The Ting Tings
We Started Nothing
The first song you’ve probably ever heard by The Ting Tings is that psychedelic iTunes commercial. But these are no fresh-faced hipsters. Katie White and Jules De Martinoare are grizzled vets who began their respective careers as teen popstar wannabes, and as you would expect, they both got screwed by a soulless record industry. Years later, they’ve regained their artistic integrity and now want to craft hooks that will burn those execs in all the wrong places. With all that rage and drama building up, what do The Ting Tings do with their magnum opus? They release it on a major label. Huh, that’s ironic, it’s just like the Greek tragedy where the dude kills his dad and marries his mom. Whatever, it doesn’t change the fact that this album totally and completely sucks.
Fittingly titled We Started Nothing, The Ting Tings’ debut has all the charm of one of those whistling bottle rockets. The first time through it is ear piercing and ends with a pop. After that, you just kind of wish it would blow up in the neighborhood kid’s hand as he lights it. The lyrics are banal and uninteresting. The beats are derivative, and the strange lack of a real bass line makes the whole album sound metallic and fake. The flimsiness of these tracks is made all the worse by production that completely lacks texture. The one thing this album does have is hooks, and I admit they’re not bad. Unfortunately, all the freshness is worn thin by a total lack of variation. What’s that, you want to sing the chorus yet again? Try a fucking key change once in while. Sheeesh, anyone with access to an oldies radio station knows these tricks.
That brings me around to the vocals. White has great pronunciation and a fairly wide range, but she performs with absolutely no soul. Even Gwen Stefani rocks the mic harder than she does. Take the disco single, “Shut Up and Let Me Go,” for example. In spirit, the song mirrors “I Will Survive” and basically says “fuck you” to an ex-boyfriend, or in this case, ex-label. Yeah, I know what you’re thinking; Gloria Gaynor kicked that douche bag out. But White’s performance is far less convincing. There is no conviction in her voice. She didn’t even kick the dog out after messing up the rug. It’s not empowering.

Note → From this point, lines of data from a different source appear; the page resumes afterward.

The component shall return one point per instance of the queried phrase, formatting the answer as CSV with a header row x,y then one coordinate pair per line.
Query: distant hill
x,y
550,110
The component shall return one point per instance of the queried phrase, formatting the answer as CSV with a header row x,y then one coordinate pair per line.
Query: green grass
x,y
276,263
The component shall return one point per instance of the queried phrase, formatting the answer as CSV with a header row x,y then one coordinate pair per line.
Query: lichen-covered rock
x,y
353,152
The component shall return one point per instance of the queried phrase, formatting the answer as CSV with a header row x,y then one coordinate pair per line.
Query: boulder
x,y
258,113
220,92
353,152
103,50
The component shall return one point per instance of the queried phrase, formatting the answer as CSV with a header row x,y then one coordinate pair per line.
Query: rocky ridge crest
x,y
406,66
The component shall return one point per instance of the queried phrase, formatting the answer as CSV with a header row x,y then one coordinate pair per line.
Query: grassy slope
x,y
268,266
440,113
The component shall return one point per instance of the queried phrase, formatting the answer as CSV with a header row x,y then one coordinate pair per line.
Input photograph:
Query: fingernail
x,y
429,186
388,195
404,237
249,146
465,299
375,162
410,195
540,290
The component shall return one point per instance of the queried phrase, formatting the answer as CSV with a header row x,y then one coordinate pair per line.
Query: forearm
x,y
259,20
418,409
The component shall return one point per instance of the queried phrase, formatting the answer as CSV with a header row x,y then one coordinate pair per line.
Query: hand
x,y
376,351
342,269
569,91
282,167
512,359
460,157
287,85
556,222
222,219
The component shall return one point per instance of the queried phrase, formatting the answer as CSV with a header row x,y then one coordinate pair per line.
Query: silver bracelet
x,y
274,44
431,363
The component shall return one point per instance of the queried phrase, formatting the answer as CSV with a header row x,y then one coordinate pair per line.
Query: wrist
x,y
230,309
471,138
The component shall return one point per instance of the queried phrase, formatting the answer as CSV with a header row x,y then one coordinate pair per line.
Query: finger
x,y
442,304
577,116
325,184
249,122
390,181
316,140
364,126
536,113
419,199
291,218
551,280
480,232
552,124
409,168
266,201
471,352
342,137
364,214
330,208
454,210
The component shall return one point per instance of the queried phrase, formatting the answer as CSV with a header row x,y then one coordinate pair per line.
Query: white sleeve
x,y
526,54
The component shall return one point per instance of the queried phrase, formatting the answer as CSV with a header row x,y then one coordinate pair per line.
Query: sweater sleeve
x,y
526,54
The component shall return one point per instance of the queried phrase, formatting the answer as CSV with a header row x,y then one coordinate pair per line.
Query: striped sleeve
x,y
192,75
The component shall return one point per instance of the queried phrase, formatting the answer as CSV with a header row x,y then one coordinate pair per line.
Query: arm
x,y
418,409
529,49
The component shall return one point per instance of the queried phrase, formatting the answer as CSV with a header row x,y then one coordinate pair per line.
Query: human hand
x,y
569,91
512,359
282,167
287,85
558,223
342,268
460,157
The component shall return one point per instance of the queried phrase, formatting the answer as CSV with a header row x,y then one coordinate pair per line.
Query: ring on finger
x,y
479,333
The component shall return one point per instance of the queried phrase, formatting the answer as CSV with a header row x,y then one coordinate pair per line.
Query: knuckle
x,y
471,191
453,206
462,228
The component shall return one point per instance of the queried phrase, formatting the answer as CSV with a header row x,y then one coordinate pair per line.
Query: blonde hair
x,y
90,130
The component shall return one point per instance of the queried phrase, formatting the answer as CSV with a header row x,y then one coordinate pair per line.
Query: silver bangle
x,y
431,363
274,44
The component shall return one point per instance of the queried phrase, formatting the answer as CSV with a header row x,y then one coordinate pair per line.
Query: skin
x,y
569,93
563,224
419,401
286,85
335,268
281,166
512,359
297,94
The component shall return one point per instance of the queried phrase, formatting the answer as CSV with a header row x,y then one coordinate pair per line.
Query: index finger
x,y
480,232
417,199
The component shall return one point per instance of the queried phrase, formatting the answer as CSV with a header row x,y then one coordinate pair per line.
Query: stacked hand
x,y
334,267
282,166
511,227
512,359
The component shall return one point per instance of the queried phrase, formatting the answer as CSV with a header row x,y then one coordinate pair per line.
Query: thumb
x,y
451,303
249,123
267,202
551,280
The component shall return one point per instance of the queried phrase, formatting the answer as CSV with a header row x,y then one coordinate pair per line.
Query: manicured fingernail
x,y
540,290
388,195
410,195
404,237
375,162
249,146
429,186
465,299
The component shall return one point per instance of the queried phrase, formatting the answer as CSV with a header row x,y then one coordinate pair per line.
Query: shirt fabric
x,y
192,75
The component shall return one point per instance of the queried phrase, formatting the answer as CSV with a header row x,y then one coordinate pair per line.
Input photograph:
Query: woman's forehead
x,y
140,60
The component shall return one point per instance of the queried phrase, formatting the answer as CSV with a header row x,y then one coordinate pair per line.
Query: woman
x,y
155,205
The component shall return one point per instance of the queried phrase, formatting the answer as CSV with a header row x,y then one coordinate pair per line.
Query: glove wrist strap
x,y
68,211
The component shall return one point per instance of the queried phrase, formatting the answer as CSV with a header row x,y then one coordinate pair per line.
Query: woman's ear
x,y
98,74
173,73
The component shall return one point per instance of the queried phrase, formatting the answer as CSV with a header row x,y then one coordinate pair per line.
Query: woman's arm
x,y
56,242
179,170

It’s sophomoric and even a bit embarrassing, more like a five-year-old throwing a tantrum than a grown woman stating her mind.
The Ting Tings haven’t done their homework. They haven’t learned a thing from the Jackson Five, Blondie, Gloria Gaynor, Kraftwerk, The Pizzicato Five, Parliament, The Bee Gees, Cyndi Lauper, Carole King, Stereolab, or anything from Motown Records. Hell, they didn’t even learn anything from Deee-Lite, the last band to have a #1 disco-inspired dance single with a video/commercial featuring people dancing in front of a wildly colorful background. At least “Groove is in the Heart” had a fun cameo by Q-Tip and an unforgettable baseline by Bootsy Collins. It’s true in the end, just like the Greek tragedy. They started nothing, but I can’t say they didn’t warn me.